I recently attended a meeting where a representative from Charity: Water presented. Their goal, like UNICEF’s Tap Project and Water Aid in the U.K. is to raise funds to address the world’s shortage of available clean drinking water. They tend to focus more on drilling wells, than on sanitation.
Their presentation was great and should be a model for other charities. Their growth has been meteoric, successfully raising more funds, and completing more projects year after year, even through the financial crisis. They are being more successful in my opinion for a number of reasons:
First, they have choosen a worldwide problem that if solved would have geometric consequences. People cannot survive without water, so it is a first tier problem. In some cases, children and their mothers travel many miles to obtain clean water. Lack of clean water causes multiple health problems which impact families and communities. Time spent obtaining water is time lost on education or other productive work.
Second, they only have one issue: clean water for human consumption. They have one brand and stick to it.
Third, clean drinking water is a problem that could be readily solved on a near permanent basis with very little resources. For instance, it costs only $500 to drill a well which will provide water for a small community. It is a one time cost, which will last many years, with minimal maintenance.
Fourth, they engage the local community in well creation and maintenance, encouraging local buy-in and skin-in-the-game. They understand sustainability.
Fifth, they target only a few countries at a time so that their resources and efforts are not spread thin and timely completion is assured.
Sixth, they use GIS to map and video each well drilled to verify for each donor where their contribution has been spent. They understand audit; what charities refer to as monitoring and evaluation.
Seventh, they revisit where they previously drilled to be sure the wells are still functioning and that the community is active in maintenance. They can then report to their contributor to demonstrate the long term viability of their contribution. Again they understand sustainability and audit.

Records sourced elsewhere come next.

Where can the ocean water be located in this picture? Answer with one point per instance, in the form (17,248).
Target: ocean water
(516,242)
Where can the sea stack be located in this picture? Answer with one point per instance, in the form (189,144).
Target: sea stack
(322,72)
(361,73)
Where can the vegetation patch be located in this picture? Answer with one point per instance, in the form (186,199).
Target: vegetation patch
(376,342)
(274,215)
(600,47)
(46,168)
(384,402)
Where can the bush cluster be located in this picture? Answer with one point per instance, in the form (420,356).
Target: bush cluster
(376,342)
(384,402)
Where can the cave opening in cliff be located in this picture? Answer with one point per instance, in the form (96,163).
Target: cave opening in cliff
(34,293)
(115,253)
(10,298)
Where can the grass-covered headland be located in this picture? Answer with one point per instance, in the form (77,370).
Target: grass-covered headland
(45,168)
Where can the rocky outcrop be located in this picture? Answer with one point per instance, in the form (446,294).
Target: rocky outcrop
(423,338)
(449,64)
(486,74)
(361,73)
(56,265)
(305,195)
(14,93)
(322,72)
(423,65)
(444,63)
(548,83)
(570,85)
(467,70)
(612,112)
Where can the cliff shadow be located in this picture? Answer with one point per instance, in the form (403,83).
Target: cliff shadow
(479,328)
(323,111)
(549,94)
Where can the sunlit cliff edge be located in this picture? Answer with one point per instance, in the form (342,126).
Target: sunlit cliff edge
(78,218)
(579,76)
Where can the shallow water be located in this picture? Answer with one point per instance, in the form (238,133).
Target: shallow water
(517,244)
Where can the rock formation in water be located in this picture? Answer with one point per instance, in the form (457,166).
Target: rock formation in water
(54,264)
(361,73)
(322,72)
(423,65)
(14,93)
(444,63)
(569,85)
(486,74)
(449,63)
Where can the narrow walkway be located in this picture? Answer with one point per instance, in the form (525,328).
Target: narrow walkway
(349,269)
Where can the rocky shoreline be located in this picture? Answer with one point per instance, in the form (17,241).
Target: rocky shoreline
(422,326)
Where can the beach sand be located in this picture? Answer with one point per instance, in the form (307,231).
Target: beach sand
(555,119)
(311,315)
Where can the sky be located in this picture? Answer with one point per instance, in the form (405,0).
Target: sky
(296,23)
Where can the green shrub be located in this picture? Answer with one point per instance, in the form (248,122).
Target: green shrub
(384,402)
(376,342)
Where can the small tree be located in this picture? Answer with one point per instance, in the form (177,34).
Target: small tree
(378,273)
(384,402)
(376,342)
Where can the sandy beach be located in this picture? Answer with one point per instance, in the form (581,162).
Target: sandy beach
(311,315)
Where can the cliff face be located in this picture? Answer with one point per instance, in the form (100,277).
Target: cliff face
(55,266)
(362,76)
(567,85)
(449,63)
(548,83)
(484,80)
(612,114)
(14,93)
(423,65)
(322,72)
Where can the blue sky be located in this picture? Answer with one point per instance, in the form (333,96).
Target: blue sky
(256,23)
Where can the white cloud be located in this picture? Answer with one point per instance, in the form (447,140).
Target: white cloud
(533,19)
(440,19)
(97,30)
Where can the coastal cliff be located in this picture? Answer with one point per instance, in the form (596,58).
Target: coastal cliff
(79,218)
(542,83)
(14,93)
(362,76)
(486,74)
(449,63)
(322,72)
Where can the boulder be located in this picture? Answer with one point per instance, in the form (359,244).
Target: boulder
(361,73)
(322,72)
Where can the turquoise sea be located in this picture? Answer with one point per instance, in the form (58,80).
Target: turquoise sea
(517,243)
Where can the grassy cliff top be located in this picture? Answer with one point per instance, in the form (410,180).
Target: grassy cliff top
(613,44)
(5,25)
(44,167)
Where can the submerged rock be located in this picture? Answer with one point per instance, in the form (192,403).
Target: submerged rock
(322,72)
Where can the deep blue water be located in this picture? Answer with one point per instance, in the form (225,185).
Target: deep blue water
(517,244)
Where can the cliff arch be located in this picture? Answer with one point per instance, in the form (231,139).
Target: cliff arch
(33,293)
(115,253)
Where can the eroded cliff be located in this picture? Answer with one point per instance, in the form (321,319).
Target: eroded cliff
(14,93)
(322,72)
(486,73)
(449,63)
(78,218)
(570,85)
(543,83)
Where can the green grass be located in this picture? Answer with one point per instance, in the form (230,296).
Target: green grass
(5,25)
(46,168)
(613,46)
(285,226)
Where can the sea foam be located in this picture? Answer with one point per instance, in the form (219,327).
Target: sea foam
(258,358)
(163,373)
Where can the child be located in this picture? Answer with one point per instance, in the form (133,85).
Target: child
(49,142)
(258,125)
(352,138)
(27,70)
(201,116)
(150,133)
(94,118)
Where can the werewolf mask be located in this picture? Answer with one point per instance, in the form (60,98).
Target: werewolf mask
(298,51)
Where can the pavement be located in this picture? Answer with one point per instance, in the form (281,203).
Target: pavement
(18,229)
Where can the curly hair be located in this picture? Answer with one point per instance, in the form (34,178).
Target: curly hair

Eighth, they have a distinctive business model. 100% of public donations go the projects. The organization’s operating costs are funded separately by large donors.
Ninth, they are internet savvy.
The approach they have taken is a business approach. The Bill and Melinda Gates Foundation has a similar approach to health issues, albeit it has the advantage of being a foundation (with massive resources), rather than a public charity. Nonetheless, Gates’ focuses on health problems that have worldwide geometric consequences that can be substantially solved long term, within a few years, for relatively little money. There is nothing wrong with picking low hanging fruit first.
Many charities and foundations are interested in developed country issues, even in emerging countries without basic resources. Sometimes basic resources are not a sexy issue; they are harder to raise money for in developed countries. Museums that get money to construct a new wing, when they don’t have enough funds to maintain their art, is a classic example in the developed world. In the emerging world provision of basic resources should be the responsibility of foreign governments that may be failed or corrupt states. There is reluctance by donors to be their surrogates.
Some at the conference were from Haiti and Nepal. They were trying to raise funds for their issues. Charities mostly raise funds from individual donations, not from foundations or even government grants. Having an internet presence is important if you are to raise funds. Assuming cross-border fundraising legal issues would not be an issue, internet fundraising is difficult in many countries such as Haiti or Nepal because they have erratic or non-existant electricity to support a continued internet presence. Charity to purchase and maintain electrical generators might prove more useful in the short run than the cause they are trying to promote. For this type of charity, public/private collaboration is likely a necessity, as would be the case for transportation infrastructure. This type of charity is at the other end of the spectrum from the Charity: Water model, as it is larger scale. It is similar to Charity:Water in its geometric implications.
Most international charitable giving is focused on health, education and the environment. Human rights issues and the like are worthwhile endeavors but are hard to solve and in my estimation should be a lower priority, as they are in fact. Charity: Water is just a fundraiser, as are many charities in the international sector. They subcontract the actual work through local grants. Given a limited pool of funds, like other charities, their fundraising approach is siloed. Their cause would be better served if all charities focused on clean water collaborated. They could also collectively finish off one country at a time, until the whole world problem is substantially solved. This would bring scale and more efficiency. I think they and other follow-on development charities would also benefit by vertical collaboration. They should baseline the opportunity cost of not having ready clean water before a project starts. Knowing what the local community would otherwise be doing, or could do, if water was readily available would present the opportunity to engage the next development charity. For instance, if the village did not have adequate education, then educational development could follow solution of the water problem, as children would have more time. The follow-on development charity should also be a specialist in that region for that one problem.
Charities are finding it difficult to raise funds, and their models are having to evolve as donors require more of them. Charity: Water is not a template for all, but it presents a different model that would work for small to medium size charities. I suspect that the model becomes more difficult with a large organization. Charity: Water already has a fairly substantial headcount relative to its size, so it may have to evolve as well.
Disclaimer: I do not work for, raise funds for, or receive any benefit from Charity: Water. I have no conflict of interest. I do fully support solving the world’s clean water issue and I like their approach.